The film is completely matter of fact. No fireworks, no celestial choirs, no angelic hoo-hah. The staff works hard; there are lots of memories to process in a week and many movies to make about those memories afterwards. There is practical planning: Scripts must be written; sets must be built; special effects must be improvised. It’s not all metaphysics; we discover that somebody from an earlier group chose Disney World and especially the Splash Mountain ride.

Kore-eda now joins Akira Kurosawa, Ingmar Bergman and other great humanists of the cinema by following up his last film (the 1997 masterpiece “Maborosi”) with another work which embraces the mystery of life why are we here? and asks what makes us truly happy.

In a time when so many movies survive on irony and cynicism, here is a man who hopes we will feel better and smarter when we leave his film.

The method of the film creates the magic. Some of these people, and some of their memories, are real (we are not told which).

Kore-eda interviewed hundreds of ordinary people in Japan. The faces on the screen are so alive, the characters seem to be remembering events they really lived through, in a world of simplicity and wonder.

Given that there are many characters in this movie we have no trouble keeping them apart because each one is unique and irreplaceable.

The staff members have a mystery of their own. Who are they? And why were they chosen to work at this way-station instead of moving on like everybody else? The answer to that question is contained in revelations I don’t want to discuss since they come about so naturally from within the film.

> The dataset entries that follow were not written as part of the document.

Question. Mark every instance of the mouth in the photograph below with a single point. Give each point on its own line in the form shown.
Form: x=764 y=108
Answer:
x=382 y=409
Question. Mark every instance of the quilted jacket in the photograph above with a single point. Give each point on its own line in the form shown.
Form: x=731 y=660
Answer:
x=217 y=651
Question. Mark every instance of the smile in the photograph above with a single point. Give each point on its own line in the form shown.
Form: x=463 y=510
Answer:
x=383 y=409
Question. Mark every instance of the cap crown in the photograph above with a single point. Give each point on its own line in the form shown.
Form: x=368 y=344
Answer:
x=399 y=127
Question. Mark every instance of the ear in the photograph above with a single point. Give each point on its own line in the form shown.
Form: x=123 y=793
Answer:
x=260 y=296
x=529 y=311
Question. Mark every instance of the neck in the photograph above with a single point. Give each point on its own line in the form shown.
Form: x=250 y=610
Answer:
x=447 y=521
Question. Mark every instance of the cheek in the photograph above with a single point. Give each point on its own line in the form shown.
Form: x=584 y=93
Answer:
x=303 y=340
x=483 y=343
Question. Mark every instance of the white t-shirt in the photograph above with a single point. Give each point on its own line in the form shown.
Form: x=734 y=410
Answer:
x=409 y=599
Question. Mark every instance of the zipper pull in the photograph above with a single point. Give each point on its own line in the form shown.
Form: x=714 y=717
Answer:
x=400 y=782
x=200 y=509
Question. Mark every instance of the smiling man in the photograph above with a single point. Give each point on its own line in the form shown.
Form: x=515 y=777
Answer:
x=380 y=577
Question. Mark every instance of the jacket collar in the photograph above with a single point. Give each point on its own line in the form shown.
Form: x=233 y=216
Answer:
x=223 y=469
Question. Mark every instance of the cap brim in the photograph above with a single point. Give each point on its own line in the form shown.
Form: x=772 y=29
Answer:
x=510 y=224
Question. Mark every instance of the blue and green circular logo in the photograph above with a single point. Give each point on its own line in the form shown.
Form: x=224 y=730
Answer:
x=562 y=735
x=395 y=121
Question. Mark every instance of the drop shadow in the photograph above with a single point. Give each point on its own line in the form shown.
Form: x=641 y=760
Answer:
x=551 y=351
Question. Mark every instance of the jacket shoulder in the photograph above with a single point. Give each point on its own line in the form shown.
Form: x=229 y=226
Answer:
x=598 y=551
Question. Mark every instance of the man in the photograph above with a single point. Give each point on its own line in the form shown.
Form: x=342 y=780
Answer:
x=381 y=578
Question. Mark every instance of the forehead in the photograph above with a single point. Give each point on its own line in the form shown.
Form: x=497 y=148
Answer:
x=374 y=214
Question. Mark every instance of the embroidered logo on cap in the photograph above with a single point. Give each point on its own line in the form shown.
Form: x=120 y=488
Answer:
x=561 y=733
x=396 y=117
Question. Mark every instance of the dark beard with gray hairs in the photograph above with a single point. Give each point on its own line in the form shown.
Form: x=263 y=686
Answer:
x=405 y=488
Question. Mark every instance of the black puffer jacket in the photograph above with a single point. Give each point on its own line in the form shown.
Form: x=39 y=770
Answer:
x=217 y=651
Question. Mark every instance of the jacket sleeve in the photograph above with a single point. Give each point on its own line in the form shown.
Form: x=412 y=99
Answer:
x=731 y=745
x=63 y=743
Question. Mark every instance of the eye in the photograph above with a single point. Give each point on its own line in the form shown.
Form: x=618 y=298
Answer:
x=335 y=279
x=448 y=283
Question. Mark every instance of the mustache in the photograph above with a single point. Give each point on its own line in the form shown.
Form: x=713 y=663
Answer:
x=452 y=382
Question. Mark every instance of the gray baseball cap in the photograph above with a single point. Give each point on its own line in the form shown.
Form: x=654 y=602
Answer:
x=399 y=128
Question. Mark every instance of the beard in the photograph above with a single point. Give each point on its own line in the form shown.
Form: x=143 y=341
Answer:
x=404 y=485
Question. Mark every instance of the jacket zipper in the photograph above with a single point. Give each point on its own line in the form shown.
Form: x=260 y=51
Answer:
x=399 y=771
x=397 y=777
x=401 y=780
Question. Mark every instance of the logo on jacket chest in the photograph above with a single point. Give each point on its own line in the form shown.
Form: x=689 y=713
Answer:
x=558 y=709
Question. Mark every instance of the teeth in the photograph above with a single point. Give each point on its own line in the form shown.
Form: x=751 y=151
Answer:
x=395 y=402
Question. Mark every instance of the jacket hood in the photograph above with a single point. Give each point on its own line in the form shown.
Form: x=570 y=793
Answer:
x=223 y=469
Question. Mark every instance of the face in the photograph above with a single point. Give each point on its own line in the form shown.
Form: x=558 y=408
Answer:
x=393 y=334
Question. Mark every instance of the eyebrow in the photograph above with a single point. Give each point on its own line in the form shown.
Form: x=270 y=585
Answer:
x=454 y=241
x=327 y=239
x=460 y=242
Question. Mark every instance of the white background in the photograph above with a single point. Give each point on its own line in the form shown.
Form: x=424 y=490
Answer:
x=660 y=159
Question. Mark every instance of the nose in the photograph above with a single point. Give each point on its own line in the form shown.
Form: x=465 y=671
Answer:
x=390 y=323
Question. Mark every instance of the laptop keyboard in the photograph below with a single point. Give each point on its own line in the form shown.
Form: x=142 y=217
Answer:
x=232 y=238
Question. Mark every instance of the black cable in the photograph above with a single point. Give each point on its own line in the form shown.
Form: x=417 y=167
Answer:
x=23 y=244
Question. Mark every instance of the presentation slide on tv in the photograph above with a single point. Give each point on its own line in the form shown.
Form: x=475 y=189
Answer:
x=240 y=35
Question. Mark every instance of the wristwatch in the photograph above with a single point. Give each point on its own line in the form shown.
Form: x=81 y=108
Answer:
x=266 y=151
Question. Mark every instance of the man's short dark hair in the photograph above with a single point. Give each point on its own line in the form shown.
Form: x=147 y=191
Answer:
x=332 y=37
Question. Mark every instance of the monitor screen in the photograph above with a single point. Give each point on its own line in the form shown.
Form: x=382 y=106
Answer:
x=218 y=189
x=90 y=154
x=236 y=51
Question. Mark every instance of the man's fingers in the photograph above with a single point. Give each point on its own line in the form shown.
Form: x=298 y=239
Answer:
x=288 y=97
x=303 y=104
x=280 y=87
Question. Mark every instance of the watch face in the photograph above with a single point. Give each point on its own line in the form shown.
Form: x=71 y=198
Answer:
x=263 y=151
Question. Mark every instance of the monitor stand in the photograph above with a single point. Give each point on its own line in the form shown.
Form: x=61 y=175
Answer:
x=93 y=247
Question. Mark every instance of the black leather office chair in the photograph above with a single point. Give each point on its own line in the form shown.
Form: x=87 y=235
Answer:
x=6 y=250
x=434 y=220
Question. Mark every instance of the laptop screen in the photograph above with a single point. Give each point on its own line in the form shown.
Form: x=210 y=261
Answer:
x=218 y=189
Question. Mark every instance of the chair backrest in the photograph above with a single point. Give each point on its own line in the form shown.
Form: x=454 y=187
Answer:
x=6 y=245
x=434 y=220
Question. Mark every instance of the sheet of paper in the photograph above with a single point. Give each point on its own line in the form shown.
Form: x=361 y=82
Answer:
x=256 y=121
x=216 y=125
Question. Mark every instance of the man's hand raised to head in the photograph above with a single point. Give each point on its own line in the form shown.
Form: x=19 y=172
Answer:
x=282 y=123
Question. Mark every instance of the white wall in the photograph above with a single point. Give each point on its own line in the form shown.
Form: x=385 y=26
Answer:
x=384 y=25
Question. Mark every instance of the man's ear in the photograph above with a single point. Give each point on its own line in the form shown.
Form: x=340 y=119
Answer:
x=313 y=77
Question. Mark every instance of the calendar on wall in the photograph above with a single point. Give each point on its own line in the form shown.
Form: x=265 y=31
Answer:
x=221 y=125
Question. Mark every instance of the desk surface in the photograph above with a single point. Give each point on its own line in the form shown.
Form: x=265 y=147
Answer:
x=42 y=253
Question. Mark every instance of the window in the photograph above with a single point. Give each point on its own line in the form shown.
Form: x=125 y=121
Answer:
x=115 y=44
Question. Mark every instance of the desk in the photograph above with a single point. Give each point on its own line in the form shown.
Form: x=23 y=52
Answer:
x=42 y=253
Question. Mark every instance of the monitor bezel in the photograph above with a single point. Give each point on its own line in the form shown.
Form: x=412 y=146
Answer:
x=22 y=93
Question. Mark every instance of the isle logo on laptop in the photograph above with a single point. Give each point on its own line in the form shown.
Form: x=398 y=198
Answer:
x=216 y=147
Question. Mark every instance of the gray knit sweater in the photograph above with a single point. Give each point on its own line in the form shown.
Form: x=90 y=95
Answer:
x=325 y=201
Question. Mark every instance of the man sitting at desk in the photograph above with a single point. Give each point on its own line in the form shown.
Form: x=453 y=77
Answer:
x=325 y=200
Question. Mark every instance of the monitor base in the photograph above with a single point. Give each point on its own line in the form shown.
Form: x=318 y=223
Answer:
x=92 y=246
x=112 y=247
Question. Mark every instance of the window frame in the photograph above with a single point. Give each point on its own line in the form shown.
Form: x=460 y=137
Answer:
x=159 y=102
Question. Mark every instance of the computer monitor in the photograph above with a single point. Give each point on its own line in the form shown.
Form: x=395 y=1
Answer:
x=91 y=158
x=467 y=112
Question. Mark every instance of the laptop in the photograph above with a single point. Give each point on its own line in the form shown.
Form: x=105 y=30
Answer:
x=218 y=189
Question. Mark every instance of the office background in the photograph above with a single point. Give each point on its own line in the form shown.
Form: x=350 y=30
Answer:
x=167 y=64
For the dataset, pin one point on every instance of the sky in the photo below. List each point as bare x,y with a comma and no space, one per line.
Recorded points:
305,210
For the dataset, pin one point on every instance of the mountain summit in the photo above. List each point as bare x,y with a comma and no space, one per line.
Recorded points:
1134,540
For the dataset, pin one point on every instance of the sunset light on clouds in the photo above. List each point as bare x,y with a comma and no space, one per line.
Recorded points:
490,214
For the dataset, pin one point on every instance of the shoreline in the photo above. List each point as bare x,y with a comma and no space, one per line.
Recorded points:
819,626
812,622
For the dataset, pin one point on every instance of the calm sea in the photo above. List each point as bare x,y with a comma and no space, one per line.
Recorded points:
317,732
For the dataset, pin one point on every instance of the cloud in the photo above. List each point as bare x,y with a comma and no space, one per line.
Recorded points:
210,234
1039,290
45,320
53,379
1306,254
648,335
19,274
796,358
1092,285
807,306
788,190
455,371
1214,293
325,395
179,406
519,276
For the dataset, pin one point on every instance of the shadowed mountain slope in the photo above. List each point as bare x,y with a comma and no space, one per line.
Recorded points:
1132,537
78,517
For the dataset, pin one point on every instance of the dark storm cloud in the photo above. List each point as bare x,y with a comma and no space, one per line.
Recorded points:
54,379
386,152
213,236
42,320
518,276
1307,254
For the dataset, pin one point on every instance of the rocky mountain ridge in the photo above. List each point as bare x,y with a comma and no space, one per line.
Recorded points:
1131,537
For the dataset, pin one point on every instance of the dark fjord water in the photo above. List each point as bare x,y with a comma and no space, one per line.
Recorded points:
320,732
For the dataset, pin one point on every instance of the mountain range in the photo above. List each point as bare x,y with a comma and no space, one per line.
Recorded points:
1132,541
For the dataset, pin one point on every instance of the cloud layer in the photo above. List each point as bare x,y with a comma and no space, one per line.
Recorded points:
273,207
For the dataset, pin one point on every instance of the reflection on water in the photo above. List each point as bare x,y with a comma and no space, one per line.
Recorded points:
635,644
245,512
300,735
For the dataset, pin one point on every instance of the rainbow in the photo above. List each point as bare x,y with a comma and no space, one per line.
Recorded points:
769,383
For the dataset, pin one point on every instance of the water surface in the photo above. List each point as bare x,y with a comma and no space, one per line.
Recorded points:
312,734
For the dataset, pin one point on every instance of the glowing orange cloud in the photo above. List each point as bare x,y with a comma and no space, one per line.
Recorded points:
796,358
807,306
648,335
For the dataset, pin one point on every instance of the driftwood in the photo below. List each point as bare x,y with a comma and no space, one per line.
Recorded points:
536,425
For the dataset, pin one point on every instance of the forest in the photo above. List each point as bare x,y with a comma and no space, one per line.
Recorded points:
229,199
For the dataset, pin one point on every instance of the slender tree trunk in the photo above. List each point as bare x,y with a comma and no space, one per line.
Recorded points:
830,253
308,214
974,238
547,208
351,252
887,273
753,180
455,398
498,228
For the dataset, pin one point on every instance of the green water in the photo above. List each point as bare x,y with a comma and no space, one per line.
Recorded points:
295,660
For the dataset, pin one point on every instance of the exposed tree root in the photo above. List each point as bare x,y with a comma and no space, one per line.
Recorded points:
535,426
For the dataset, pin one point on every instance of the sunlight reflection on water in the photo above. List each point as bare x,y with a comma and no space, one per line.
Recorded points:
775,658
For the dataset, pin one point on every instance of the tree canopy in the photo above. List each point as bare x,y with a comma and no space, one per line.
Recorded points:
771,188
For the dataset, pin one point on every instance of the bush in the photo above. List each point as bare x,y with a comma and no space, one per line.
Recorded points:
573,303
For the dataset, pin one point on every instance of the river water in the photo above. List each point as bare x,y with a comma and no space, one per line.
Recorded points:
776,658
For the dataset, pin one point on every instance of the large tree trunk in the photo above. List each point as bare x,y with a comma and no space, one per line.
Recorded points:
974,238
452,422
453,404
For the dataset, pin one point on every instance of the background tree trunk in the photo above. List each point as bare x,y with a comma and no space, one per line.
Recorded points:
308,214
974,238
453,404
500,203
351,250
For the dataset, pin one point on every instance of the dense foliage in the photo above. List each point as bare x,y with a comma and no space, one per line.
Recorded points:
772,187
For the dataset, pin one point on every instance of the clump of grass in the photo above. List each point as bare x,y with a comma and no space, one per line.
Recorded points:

The moment in “After Life” where a young staff member finds out that he is related to an elderly new arrival is one of the most emotional moments. This old man can tell him something that will change his whole perception about himself. The fullness of this revelation, a long ago young love; has the same profound bitter sweetness as the ending of James Joyce’s short story (and John Huston film) “The Dead,” where a man suddenly realizes he shares his wife’s first lover, who has long since died.

Sappy sentimentality could ruin “After Life.” It is very fragile, Hollywood likes to remake such movies with crude, happy ending mushiness. It’s like an elevated “Ghost,” which evokes similar feelings but deserves them. Kore-eda knows his premise is supernatural and fantastical; everything else in this movie becomes quietly practical. Staff work under deadlines. Arrivals work on their memories. Films will be shown Saturday then Sunday will be gone, along with everything else. Except for the memories.

Which memory would I choose? Images flicker through my mind as I stare out the window. I have so many moments to choose from. Just thinking about them makes me grateful. I remember a line from Ingmar Bergman’s film “Cries and Whispers.” After the sister dying painfully of cancer dies, her diary is found.

She recalls a day when she was feeling better during her illness. Her two sisters and her nurse wheeled her out into the garden, into the sun, and for awhile they forgot their pain and were simply happy together. The woman who had died such a terrible death wrote: “I feel great gratitude towards my life which gives me so much.”

Watch After Life For Free On Solarmovies.